BELLE ÉPOQUE

Une « œuvre d’art totale » à la Belle Époque

A la fin du XIXe siècle, le site de Ripaille tombait en ruine. C’est alors que l’Alsacien Frédéric Engel-Gros, propriétaire des filatures D.M.C. et grand amateur d’art, tomba amoureux du site et en fit l’acquisition. Ayant fait appel à deux brillants jeunes architectes dont l’un avait travaillé à l’Exposition universelle de Paris de 1889, il restaura entièrement le domaine, ses bâtiments et son parc, entreprise gigantesque. Seule exception : il fit démolir une église du XVIIIe siècle – qui n’avait jamais été achevée – parce qu’elle cachait trois tours sur les quatre du château ainsi que la vue sur la Dent d’Oche, le « Cervin du Chablais ». Il mit à la place un jardin à la française, qui fait aujourd’hui l’admiration de tous.

Engel-Gros réalisa une véritable « œuvre d’art totale » dans le sens wagnérien, où tout s’harmonisait, les bâtiments, l’architecture et la décoration intérieures, les jardins, la vigne, les forêts. Il s’inscrivait dans un mouvement européen d’avant-garde, la « Burgenrenaissance » ou renaissance des châteaux-forts, qui se distanciait de l’historicisme d’un Viollet-le-Duc et qui n’hésitait pas – lorsqu’un bâtiment ancien était en ruine- à mélanger le style moderne avec le style ancien. C’est ainsi qu’à Ripaille partout où les bâtiments étaient en bon état, comme par exemple dans ce qu’on appelle aujourd’hui la chartreuse, Engel-Gros fit restaurer à l’identique ces édifices. Par contre là où les bâtiments étaient en ruine, ce qui était le cas notamment du château, il ne tenta pas une hypothétique reconstitution à l’identique de ce qui avait existé autrefois, mais fit une audacieuse création qui combinait style médiéval et Art nouveau, où se marquent particulièrement des influences d’Angleterre, d’Alsace, de Suisse et d’Allemagne.

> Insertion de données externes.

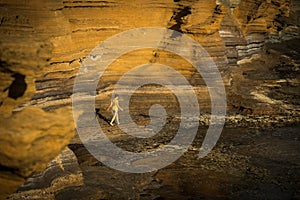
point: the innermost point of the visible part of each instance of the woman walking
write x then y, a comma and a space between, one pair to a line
114, 105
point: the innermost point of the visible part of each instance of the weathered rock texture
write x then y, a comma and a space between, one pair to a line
43, 42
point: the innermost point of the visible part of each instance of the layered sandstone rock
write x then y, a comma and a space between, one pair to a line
44, 42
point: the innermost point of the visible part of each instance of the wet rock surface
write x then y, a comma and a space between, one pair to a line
254, 45
245, 164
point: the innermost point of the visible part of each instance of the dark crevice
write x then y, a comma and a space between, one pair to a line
17, 87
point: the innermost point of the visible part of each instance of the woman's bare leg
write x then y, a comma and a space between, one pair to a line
114, 117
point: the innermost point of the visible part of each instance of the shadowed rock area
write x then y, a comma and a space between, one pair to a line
254, 44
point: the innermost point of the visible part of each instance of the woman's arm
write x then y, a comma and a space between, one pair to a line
119, 106
109, 106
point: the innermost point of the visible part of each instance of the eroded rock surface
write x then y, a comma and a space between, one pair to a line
43, 43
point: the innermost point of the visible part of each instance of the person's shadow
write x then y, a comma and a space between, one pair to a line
100, 116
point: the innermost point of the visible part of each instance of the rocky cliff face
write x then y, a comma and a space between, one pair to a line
43, 43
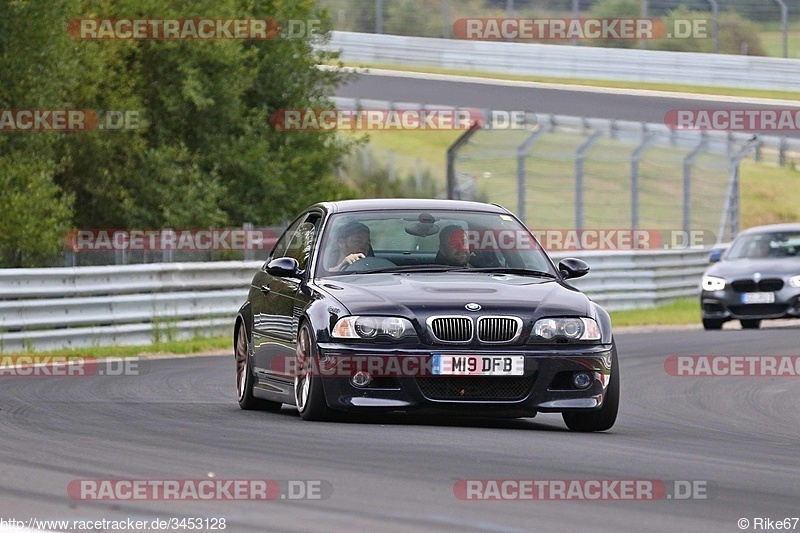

Le Château de Ripaille est devenu ainsi une véritable vitrine des meilleures créations de ce style Art nouveau, qui s’appelait Arts and Crafts en Grande Bretagne et Jugendstil en Allemagne. Ceci apparaît non seulement dans les détails de l’architecture à l’intérieur du château, par exemple dans les boiseries ou les peintures du plafond, mais aussi dans tous les objets mobiliers que l’on a retrouvés et qui sont signés par les plus grands noms de l’époque, notamment des rideaux et des meubles de William Morris, le grand promoteur du style Arts and Crafts anglais et la fameuse fontaine qui se trouve au premier étage du château, réalisée par Max Laeuger, considéré comme un « Gallé allemand ».

La Fondation Ripaille s’est donnée pour objectifs dans les années à venir de restituer l’atmosphère du château en 1900. A ce jour deux pièces, la salle à manger d’hiver et l’ancienne cuisine ont été rénovées par la Fondation Ripaille.